8. Data Flow in the Pipeline¶
The end-to-end transfer model is:
sequenceDiagram
participant SenderStage
participant MooncakeStoreConnector
participant MooncakeStore
participant ReceiverStage
SenderStage->>MooncakeStoreConnector: put(from_stage, to_stage, put_key, data)
MooncakeStoreConnector->>MooncakeStoreConnector: serialize object
MooncakeStoreConnector->>MooncakeStore: put(internal_key, bytes)
MooncakeStoreConnector-->>SenderStage: (success, size, None)
ReceiverStage->>MooncakeStoreConnector: get(from_stage, to_stage, get_key)
MooncakeStoreConnector->>MooncakeStore: get(internal_key)
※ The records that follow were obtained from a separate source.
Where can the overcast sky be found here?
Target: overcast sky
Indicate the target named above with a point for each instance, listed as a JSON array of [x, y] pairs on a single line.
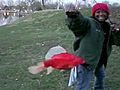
[[111, 1]]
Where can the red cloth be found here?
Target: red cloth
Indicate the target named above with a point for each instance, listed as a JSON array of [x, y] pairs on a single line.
[[100, 6], [64, 61]]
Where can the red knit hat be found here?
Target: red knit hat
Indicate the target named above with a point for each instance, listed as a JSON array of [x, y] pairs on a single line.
[[100, 6]]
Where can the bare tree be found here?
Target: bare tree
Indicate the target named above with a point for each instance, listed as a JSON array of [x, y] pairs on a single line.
[[2, 4]]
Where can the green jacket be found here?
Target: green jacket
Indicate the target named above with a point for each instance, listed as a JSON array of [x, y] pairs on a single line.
[[89, 38]]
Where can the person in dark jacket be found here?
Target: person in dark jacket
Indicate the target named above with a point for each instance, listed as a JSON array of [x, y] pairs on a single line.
[[92, 42]]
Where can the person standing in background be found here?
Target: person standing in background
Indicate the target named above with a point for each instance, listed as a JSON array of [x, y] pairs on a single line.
[[92, 42]]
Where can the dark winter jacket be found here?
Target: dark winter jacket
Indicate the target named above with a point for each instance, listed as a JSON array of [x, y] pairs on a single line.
[[90, 39]]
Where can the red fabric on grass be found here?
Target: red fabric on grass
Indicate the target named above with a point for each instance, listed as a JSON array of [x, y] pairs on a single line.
[[64, 61]]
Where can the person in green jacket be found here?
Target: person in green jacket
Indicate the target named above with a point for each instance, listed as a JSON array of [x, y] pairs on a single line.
[[92, 42]]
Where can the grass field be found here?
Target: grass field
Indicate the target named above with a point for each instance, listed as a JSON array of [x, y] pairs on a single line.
[[26, 42]]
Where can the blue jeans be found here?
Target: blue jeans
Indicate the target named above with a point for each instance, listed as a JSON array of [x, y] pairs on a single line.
[[85, 75]]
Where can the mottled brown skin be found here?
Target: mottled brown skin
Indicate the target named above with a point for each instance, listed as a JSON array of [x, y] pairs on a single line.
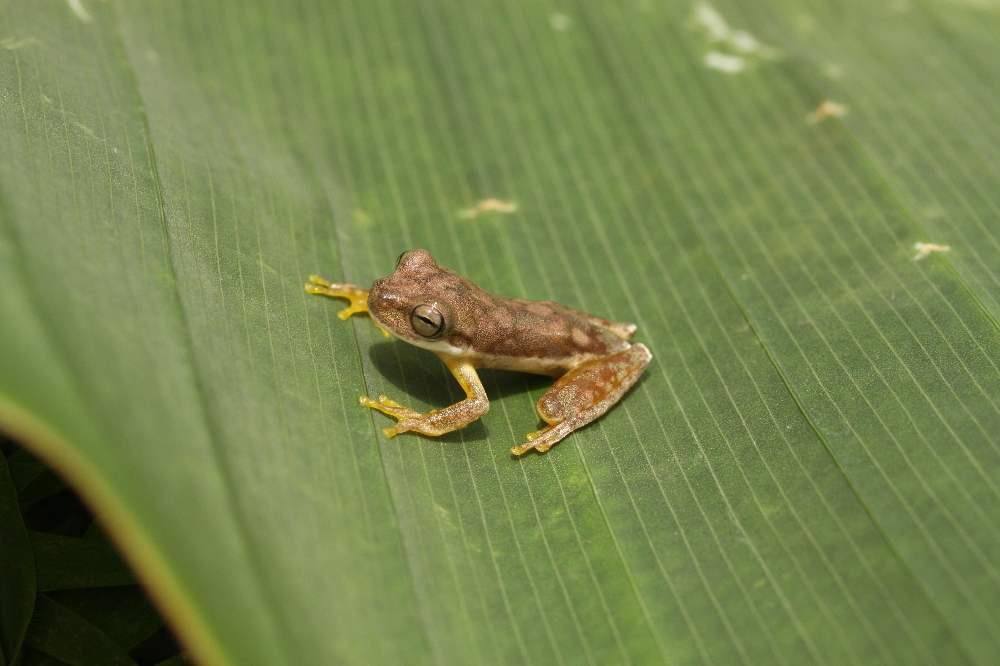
[[468, 328]]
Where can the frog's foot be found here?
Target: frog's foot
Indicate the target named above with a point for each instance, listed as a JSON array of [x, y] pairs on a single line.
[[584, 394], [542, 440], [427, 424], [437, 422], [392, 408], [357, 296]]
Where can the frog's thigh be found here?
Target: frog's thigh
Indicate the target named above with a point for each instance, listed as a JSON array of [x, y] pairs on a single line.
[[593, 383], [585, 393]]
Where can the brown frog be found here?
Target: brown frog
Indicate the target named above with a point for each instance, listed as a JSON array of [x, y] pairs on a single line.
[[433, 307]]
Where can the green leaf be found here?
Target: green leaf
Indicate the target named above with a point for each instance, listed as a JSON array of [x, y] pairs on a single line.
[[61, 633], [806, 473], [17, 571]]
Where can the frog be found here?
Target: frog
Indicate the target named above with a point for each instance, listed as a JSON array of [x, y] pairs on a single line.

MooncakeStoreConnector->>MooncakeStoreConnector: deserialize bytes
MooncakeStoreConnector-->>ReceiverStage: (data, size) This is a store-mediated remote transfer model rather than a direct peer-to-peer transport model.
9. Strengths and Trade-offs¶
Strengths¶
- Simple conceptual model: store by key, fetch by key.
- No connector-specific metadata handoff is required.
- Works naturally for remote multi-node stage transfer.
- Easy to integrate into the existing connector abstraction.
Trade-offs¶
- Full serialization and deserialization are always required.
- Large payloads are more expensive than in direct-memory transports.
- Runtime behavior depends on external Mooncake services being available.
- Cleanup semantics are weaker than request-scoped local buffer management.
10. Important Implementation Characteristics¶
10.1 Cleanup Is a No-op¶
cleanup() only logs a debug message and does not actively delete remote data. The current design assumes Mooncake-side lifecycle management rather than explicit per-request removal.
This keeps the connector implementation simple but means request-level reclamation is not modeled inside the connector itself.
10.2 Close Releases the Store Handle¶
Unlike SharedMemoryConnector, where close() is a no-op, MooncakeStoreConnector.close() performs a meaningful shutdown:
- Calls
self.store.close()to release the Mooncake store handle. - Sets
self.store = Noneto prevent further operations.
This ensures the connector releases its connection to the external Mooncake service on shutdown. Errors during close are logged but do not propagate.
10.3 Health Output Uses a Shared Schema¶
health() reports:
hostmetadata_servermaster- metrics
and also includes placeholder fields such as protocol, pool_device, and pool_size to keep a more uniform shape across connector health outputs. This reflects a system-level consistency choice rather than a store-specific design need.
10.4 Get Is Retry-Based, Not Event-Driven¶
The receiver side polls the store with a short retry loop. This is simple and robust, but it means the connector is latency-sensitive to:
- store visibility delay
- network jitter
- payload size
If the payload is not visible within the retry window, the connector reports a timeout.
11. Summary¶
MooncakeStoreConnector is the remote, store-based connector in the OmniConnector stack. Its design is straightforward:
- serialize the payload
- store it in Mooncake under a stage-qualified key
- fetch it by the same key on the receiver side
- deserialize it back into the original object
This connector fills an important gap in the system:
- It enables cross-node transfer without requiring shared memory.
- It keeps the stage communication model uniform.
- It provides a simpler operational alternative to the transfer-engine-based remote connector.
Its simplicity is also its main trade-off: it favors a clean object-transfer model over the fast-path and peer-to-peer optimizations implemented by MooncakeTransferEngineConnector.